E c’è dell’altro: c’è la canzone, le sue parole. Una storia d’amore o meglio di rancore, una chiave decisamente obliqua e originale di leggere questi sentimenti. E poi la voce di Dylan, che si snoda in un ritmo quasi “rappato” tra le rime baciate per poi aprirsi nel ritornello. C’è molto di quello che per me è il rock ma non solo. E’ una miscela di stili, quasi un compendio tra generi diversi che compongono la tradizione musicale americana. Un suono che ha ispirato molti artisti, da Van Morrison al primo Springsteen, che ne hanno replicato le soluzioni dell’arrangiamento senza però eguagliarne la capacità di sintesi. Per me è sempre stato ed è ancora un riferimento profondo.
Shelter from the storm (Bob Dylan) La semplicità di una chitarra acustica e di un basso elettrico che creano un’atmosfera musicale che per me è sempre stata estremamente evocativa. L’apparente immobilità dell’acustica in accordatura aperta, che rimanda quasi a un “pedale”, unito al movimento del basso che accentua le variazioni armoniche del brano, crea una tensione irresistibile. E al pari della musica, mi ha sempre affascinato anche il testo. Una storia che, come altri brani di Dylan, offre più livelli di lettura. Un continuo alternarsi tra riferimenti personali e citazioni dal Vecchio e dal Nuovo Testamento, dove una figura femminile diventa strumento di redenzione e salvezza a chiusura di ogni strofa.

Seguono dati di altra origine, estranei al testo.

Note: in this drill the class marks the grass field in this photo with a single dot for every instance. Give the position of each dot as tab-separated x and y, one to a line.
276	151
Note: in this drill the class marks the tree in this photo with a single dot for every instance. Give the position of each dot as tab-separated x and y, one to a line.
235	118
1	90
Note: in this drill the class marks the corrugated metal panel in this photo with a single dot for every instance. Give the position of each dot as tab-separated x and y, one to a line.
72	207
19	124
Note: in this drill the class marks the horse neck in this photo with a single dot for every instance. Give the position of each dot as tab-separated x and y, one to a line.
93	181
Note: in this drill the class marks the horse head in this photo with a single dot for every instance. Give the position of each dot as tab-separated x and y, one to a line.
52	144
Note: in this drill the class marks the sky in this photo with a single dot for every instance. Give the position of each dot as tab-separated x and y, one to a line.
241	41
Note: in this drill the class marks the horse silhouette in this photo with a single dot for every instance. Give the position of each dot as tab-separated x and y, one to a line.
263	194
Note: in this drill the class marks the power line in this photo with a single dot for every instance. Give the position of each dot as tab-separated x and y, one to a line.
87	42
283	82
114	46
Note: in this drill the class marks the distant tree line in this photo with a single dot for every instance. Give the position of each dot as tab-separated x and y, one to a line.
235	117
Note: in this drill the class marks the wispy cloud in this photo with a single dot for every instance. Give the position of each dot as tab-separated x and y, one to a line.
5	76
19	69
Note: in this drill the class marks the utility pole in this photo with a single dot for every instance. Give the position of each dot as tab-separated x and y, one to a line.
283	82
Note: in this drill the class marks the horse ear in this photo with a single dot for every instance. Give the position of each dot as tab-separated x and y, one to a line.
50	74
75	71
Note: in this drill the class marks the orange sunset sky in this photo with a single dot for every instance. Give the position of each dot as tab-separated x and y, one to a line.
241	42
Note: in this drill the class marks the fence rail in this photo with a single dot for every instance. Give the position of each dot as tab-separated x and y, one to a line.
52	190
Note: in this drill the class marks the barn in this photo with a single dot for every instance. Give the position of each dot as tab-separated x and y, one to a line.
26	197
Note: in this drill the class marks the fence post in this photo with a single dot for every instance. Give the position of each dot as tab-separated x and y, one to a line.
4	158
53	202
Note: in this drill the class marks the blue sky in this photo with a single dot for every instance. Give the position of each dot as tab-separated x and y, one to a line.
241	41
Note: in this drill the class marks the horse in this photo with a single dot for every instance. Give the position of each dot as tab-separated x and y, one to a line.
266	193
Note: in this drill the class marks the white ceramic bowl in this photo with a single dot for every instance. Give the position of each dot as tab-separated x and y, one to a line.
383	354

Hawaii da Shangai (Bobo Rondelli) Avrei potuto citare molti altri brani dei cantautori italiani che più mi hanno influenzato, la cui influenza è peraltro molto riconoscibile nel mio stile. Ma per non correre il rischio di dimenticarmi qualcuno, insomma per non far torto a nessuno, preferisco citare il brano di un autore che, a mio parere, andrebbe annoverato tra i grandi. Sia per l’efficacia della sua scrittura che per i temi che tratta. Ci trovo il mio mondo, la Toscana popolare delle periferie, la nostalgia, la rabbia, l’ironia e lo sberleffo. La capacità di passare dal tragico al comico in un istante, che è tipica dei grandi. E che mi emoziona.